From: Peter Zijlstra

Date: Wed Feb 25 2026 - 05:56:03 EST

On Fri, Jan 09, 2026 at 04:53:04PM +0530, Shrikanth Hegde wrote:

> > --- a/kernel/sched/debug.c
> > +++ b/kernel/sched/debug.c
> > @@ -243,7 +243,7 @@ static ssize_t sched_dynamic_write(struc
> > static int sched_dynamic_show(struct seq_file *m, void *v)
> > {
> > - int i = IS_ENABLED(CONFIG_PREEMPT_RT) * 2;
> > + int i = (IS_ENABLED(CONFIG_PREEMPT_RT) || IS_ENABLED(CONFIG_ARCH_HAS_PREEMPT_LAZY)) * 2;
> > int j;
> > /* Count entries in NULL terminated preempt_modes */
>
> Maybe only change the default to LAZY, but keep other options possible via
> dynamic update?
>
> - When the kernel changes to lazy being the default, the scheduling pattern
> can change and it may affect the workloads. having ability to dynamically
> change to none/voluntary could help one to figure out where
> it is regressing. we could document cases where regression is expected.
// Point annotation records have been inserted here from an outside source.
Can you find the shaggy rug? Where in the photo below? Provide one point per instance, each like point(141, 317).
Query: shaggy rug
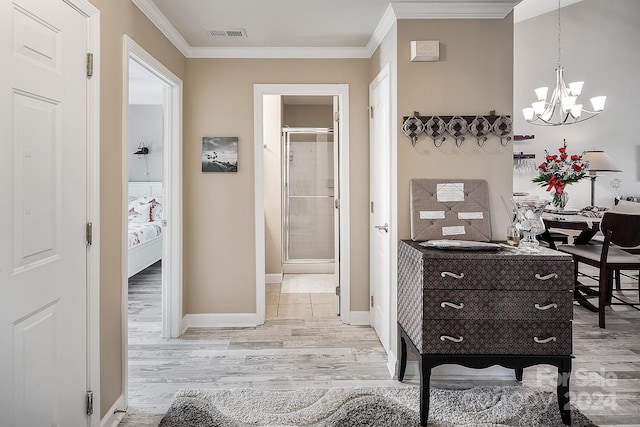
point(366, 406)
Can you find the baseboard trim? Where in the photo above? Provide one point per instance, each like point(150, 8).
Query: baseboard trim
point(359, 318)
point(273, 278)
point(219, 320)
point(112, 418)
point(309, 268)
point(457, 372)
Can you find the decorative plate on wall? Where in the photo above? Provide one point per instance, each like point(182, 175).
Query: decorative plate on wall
point(457, 127)
point(435, 128)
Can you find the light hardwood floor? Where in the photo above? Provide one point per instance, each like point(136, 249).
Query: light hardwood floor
point(289, 353)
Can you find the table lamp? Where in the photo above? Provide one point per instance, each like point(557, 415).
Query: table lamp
point(599, 161)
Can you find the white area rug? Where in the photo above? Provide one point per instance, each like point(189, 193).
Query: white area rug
point(308, 284)
point(366, 406)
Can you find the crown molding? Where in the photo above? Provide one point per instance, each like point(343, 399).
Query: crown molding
point(432, 10)
point(385, 24)
point(158, 19)
point(278, 52)
point(453, 10)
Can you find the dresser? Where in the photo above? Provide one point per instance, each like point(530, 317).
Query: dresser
point(482, 308)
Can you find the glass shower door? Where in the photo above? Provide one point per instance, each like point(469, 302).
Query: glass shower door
point(308, 195)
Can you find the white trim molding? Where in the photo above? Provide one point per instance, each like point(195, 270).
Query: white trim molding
point(115, 414)
point(158, 19)
point(219, 320)
point(273, 278)
point(490, 9)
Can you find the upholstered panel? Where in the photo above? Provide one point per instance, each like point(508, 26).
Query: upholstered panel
point(450, 209)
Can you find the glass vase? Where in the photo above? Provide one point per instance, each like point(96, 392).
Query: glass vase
point(559, 200)
point(530, 222)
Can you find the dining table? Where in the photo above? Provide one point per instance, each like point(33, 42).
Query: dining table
point(588, 226)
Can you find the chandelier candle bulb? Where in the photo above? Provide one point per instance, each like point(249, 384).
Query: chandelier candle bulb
point(598, 103)
point(541, 93)
point(576, 88)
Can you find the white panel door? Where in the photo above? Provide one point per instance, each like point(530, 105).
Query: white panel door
point(336, 197)
point(43, 188)
point(380, 167)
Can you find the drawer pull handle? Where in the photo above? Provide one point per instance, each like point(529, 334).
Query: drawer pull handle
point(545, 307)
point(544, 341)
point(445, 304)
point(454, 275)
point(449, 338)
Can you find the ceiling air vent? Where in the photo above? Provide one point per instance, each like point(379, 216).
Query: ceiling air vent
point(227, 32)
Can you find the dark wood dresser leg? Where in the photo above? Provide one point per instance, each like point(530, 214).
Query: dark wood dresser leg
point(564, 374)
point(519, 372)
point(425, 380)
point(403, 358)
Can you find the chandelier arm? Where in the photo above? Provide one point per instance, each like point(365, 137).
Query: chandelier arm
point(548, 123)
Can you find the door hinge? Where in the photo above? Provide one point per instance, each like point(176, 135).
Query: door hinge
point(89, 64)
point(89, 402)
point(89, 233)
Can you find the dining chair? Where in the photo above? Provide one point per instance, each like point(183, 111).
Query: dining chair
point(621, 230)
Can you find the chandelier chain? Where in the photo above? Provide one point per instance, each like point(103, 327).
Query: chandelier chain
point(559, 30)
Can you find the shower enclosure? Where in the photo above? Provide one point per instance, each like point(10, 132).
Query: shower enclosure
point(309, 193)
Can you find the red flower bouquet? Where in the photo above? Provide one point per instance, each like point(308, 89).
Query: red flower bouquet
point(559, 170)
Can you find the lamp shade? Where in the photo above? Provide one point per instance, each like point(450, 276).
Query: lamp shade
point(599, 161)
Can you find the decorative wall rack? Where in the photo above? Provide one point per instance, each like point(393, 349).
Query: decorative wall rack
point(438, 127)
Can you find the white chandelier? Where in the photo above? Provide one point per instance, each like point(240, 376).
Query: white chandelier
point(562, 108)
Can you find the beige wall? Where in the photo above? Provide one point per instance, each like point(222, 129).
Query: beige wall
point(117, 18)
point(317, 116)
point(219, 240)
point(474, 75)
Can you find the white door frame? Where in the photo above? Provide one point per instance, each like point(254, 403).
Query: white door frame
point(172, 186)
point(342, 92)
point(92, 15)
point(387, 308)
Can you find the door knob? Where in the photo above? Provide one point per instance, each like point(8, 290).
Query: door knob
point(384, 227)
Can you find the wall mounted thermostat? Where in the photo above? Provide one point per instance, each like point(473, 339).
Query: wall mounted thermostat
point(425, 51)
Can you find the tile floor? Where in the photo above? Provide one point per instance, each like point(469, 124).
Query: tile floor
point(301, 296)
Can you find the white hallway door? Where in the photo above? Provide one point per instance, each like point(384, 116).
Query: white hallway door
point(380, 166)
point(43, 188)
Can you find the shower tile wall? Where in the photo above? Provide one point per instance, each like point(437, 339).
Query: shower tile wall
point(311, 235)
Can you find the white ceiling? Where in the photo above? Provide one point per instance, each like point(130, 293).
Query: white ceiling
point(299, 28)
point(310, 28)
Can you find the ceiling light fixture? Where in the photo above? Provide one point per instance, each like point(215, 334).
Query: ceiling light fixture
point(562, 108)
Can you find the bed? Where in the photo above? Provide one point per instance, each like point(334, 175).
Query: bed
point(145, 225)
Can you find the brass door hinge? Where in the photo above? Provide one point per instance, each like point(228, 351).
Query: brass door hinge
point(89, 402)
point(89, 64)
point(89, 233)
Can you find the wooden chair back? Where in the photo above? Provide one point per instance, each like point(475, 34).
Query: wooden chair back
point(624, 228)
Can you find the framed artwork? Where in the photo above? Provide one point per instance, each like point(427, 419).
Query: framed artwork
point(220, 154)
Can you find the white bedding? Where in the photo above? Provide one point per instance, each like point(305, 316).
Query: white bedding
point(143, 232)
point(145, 225)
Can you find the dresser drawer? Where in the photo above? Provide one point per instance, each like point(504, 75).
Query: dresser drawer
point(495, 337)
point(498, 305)
point(505, 273)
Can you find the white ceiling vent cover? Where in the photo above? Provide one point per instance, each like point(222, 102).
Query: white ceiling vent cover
point(227, 32)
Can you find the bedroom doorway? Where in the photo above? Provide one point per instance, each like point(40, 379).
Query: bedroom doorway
point(151, 184)
point(291, 124)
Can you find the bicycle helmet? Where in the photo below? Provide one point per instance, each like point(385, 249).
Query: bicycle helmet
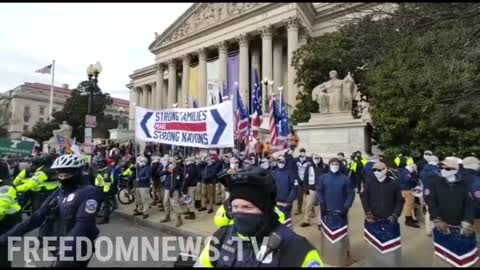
point(68, 161)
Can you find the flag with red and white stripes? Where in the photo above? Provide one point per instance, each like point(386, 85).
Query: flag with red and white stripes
point(273, 126)
point(45, 70)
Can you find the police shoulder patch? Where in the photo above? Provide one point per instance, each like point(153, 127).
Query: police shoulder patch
point(91, 206)
point(313, 263)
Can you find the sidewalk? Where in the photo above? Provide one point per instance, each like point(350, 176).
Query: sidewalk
point(417, 248)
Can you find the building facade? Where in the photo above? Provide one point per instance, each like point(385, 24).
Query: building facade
point(22, 107)
point(263, 35)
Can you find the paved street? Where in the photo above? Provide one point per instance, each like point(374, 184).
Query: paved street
point(118, 226)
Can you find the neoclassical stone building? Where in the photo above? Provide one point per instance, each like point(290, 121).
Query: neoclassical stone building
point(262, 35)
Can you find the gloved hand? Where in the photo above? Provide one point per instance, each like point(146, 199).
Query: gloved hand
point(466, 229)
point(442, 226)
point(323, 209)
point(393, 219)
point(370, 218)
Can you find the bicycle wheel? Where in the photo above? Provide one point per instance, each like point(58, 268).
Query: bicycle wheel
point(124, 197)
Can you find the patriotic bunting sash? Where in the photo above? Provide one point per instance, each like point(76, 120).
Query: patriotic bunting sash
point(334, 227)
point(383, 235)
point(456, 249)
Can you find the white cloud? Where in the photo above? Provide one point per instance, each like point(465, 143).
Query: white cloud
point(75, 35)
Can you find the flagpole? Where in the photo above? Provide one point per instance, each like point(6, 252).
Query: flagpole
point(51, 90)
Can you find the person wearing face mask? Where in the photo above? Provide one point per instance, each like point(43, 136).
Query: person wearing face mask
point(335, 194)
point(252, 202)
point(311, 178)
point(287, 188)
point(452, 210)
point(382, 202)
point(471, 174)
point(427, 154)
point(142, 190)
point(408, 181)
point(301, 164)
point(189, 185)
point(172, 184)
point(430, 172)
point(68, 211)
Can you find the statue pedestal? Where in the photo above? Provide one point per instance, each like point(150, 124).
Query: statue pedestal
point(330, 133)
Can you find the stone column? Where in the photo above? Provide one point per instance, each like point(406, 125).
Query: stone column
point(131, 111)
point(185, 79)
point(222, 61)
point(277, 64)
point(266, 61)
point(244, 63)
point(160, 92)
point(202, 59)
point(172, 82)
point(145, 96)
point(292, 35)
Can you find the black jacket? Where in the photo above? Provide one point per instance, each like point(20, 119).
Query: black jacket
point(382, 199)
point(451, 202)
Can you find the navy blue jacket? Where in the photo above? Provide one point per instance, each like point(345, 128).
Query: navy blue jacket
point(429, 173)
point(287, 185)
point(407, 181)
point(74, 211)
point(335, 191)
point(173, 180)
point(311, 181)
point(144, 176)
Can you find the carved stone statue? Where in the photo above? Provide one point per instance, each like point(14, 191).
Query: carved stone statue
point(335, 95)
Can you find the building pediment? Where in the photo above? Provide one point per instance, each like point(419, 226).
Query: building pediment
point(202, 16)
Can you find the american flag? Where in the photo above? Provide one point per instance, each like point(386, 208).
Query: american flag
point(273, 124)
point(45, 70)
point(241, 116)
point(256, 107)
point(282, 139)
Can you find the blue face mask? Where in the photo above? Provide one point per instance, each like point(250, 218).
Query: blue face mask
point(247, 224)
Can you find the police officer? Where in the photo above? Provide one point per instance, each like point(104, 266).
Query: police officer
point(382, 202)
point(252, 200)
point(10, 211)
point(42, 183)
point(68, 211)
point(103, 182)
point(408, 181)
point(189, 185)
point(311, 178)
point(301, 164)
point(287, 188)
point(452, 210)
point(172, 185)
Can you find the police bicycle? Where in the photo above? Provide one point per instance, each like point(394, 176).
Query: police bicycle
point(126, 191)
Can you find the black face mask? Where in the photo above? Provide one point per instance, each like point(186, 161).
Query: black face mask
point(247, 224)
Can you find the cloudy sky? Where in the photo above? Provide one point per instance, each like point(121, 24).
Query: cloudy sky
point(75, 35)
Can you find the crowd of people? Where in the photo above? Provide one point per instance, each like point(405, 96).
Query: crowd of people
point(184, 182)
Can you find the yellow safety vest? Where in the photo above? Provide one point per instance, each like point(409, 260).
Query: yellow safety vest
point(37, 182)
point(104, 179)
point(221, 220)
point(8, 201)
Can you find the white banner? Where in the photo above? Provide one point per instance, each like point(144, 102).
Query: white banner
point(207, 127)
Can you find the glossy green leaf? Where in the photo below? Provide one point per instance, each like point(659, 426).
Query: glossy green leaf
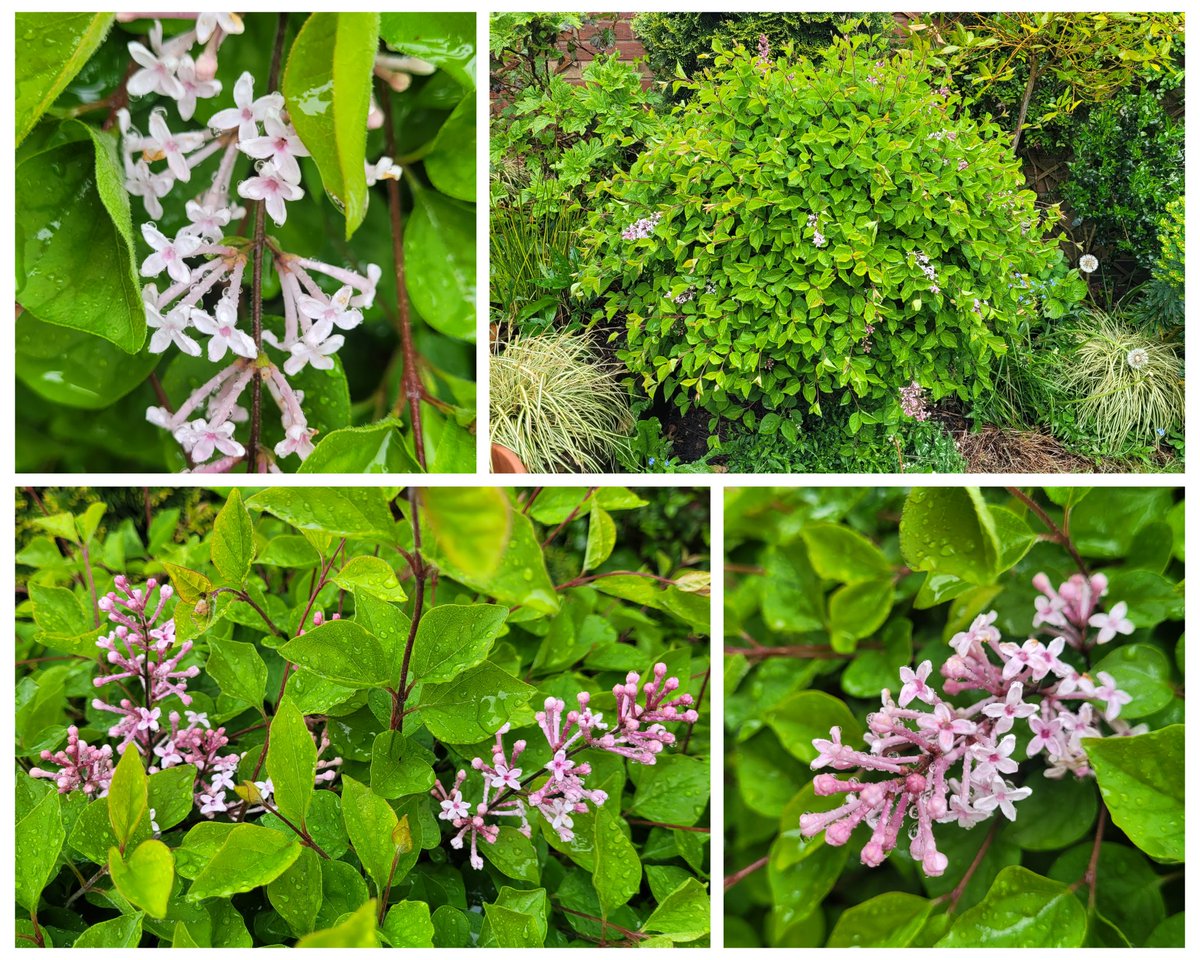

I suppose we could do this. I just worry people will end up with 'echo
volatile > /debug/sched/preempt' in their startup script, rather than
trying to actually debug their issues.

Anybody with enough knowledge to be useful, can edit this line on their
own, rebuild the kernel and go forth.

Also, I've already heard people are interested in compile-time removing
of cond_resched() infrastructure for ARCH_HAS_PREEMPT_LAZY, so this
would be short lived indeed.

> - with preempt=full/lazy we will likely never see softlockups. How are we
> going to find out longer kernel paths(some maybe design, some may be bugs)
> apart from observing workload regression?

Given the utter cargo cult placement of cond_resched(); I don't think
we've actually lost much here. You wouldn't have seen the softlockup
thing anyway, because of cond_resched().

Anyway, you can always build on top of function graph tracing, create a
flame graph of stuff and see just where all your runtime went. I'm sure
there's tools that do this already. Perhaps if you're handy with the BPF
stuff you can even create a 'watchdog' of sorts that will scream if any
function takes longer than X us to run or whatever.

Oh, that reminds me, Steve, would it make sense to have
task_struct::se.sum_exec_runtime as a trace-clock?

> Also, is softlockup code is of any use in preempt=full/lazy?

Softlockup has always seemed of dubious value to me -- then again, I've
been running preempt=y kernels from about the day that became an option
:-)

I think it still trips if you loose a wakeup or something.